• Temat numeru
  • Artykuł pochodzi z numeru IUSTITIA 1(27)/2017, dodano 20 lipca 2017.

Sądownictwo zarządzane jak Firma 2.0.

Krzysztof Romuald Kozłowski
(inne teksty tego autora)

[hidepost]

Zarządzanie przez nadzór

Wciąż pokutuje pogląd, także w sądownictwie, chociaż z różnym nasileniem w poszczególnych sądach, że nadzór przełożonych nad podwładnymi jest najlepszym sposobem zarządzania zasobami ludzkimi.

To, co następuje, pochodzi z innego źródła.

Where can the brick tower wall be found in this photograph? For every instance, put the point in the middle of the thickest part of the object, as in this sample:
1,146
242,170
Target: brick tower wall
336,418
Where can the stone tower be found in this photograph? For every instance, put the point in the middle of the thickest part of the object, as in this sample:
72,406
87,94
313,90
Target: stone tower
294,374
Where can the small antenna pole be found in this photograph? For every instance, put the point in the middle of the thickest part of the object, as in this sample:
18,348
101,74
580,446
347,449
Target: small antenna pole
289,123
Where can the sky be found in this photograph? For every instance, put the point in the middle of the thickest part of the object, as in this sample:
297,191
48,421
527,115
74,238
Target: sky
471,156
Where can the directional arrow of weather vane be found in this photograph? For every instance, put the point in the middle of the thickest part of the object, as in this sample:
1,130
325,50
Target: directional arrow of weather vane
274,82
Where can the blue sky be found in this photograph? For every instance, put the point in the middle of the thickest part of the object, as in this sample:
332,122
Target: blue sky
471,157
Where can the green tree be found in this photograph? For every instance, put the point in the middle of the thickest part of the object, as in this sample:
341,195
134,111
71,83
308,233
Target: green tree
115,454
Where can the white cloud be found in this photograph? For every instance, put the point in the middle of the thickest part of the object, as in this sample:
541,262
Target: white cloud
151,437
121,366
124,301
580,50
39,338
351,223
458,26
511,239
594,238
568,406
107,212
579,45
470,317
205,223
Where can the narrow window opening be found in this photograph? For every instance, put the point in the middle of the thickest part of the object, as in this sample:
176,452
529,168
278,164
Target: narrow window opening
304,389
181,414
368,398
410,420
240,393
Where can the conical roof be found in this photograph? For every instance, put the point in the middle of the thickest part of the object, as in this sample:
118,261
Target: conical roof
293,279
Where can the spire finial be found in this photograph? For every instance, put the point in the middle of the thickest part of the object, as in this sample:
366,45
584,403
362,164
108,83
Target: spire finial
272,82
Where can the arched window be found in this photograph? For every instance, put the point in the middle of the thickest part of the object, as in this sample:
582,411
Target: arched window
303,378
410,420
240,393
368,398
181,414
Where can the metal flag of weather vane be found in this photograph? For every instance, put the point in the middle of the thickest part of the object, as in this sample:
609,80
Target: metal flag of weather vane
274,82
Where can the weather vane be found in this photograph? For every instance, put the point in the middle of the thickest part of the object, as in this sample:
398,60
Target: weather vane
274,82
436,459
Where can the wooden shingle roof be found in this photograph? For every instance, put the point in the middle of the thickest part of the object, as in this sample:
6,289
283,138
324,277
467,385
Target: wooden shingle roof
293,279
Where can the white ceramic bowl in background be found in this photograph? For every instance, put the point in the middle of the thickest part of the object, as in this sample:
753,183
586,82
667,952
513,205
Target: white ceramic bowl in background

System nadzorczy ma źródło w przekonaniu, że wszyscy inni ludzie (oprócz nadzorcy) są z natury leniwi i nieuczciwi, trzeba ich zatem stale pilnować, a do pracy można zmotywować jedynie poprzez kary lub nagrody, a więc metodą ,,kija i marchewki”. Ten stereotyp myślowy okazuje się mylny, gdyż zarówno kary, jak też nagrody stanowią w każdej sytuacji czynnik silnie demotywujący ludzi do podejmowania działań4. Kara i nagroda, to w rzeczywistości dwie strony jednego medalu. Obydwie wywołują negatywne skutki, ponieważ są tylko narzędziami manipulowania ludźmi, a premie silnie motywują jedynie do zdobywania premii, nie zaś do wydajniejszej pracy. Co więcej, system oparty na karach i nagrodach, ma zawsze i w każdych okolicznościach destruktywny wpływ na człowieka, gdyż odbiera mu naturalną motywację do twórczego i pozytywnego działania. Zarządzanie tą metodą pomimo oczywistych wad jest rozpowszechnione, gdyż jak pisze A. Blikle: ,,Stosowanie »marchewkija« jest łatwe, nie wymaga żadnej wiedzy oraz uwalnia od konieczności analizowania przyczyn. Pozwala też na szybkie osiągnięcie prostych celów operacyjnych w myśl zasady, że za pomocą nagród i kar można prawie każdego zmusić do prawie wszystkiego. Niestety nie można zmusić do tego, co w pracy lidera z zespołem jest najważniejsze – by ktoś polubił swoją pracę i wykonywał ją z wewnętrznej potrzeby”5.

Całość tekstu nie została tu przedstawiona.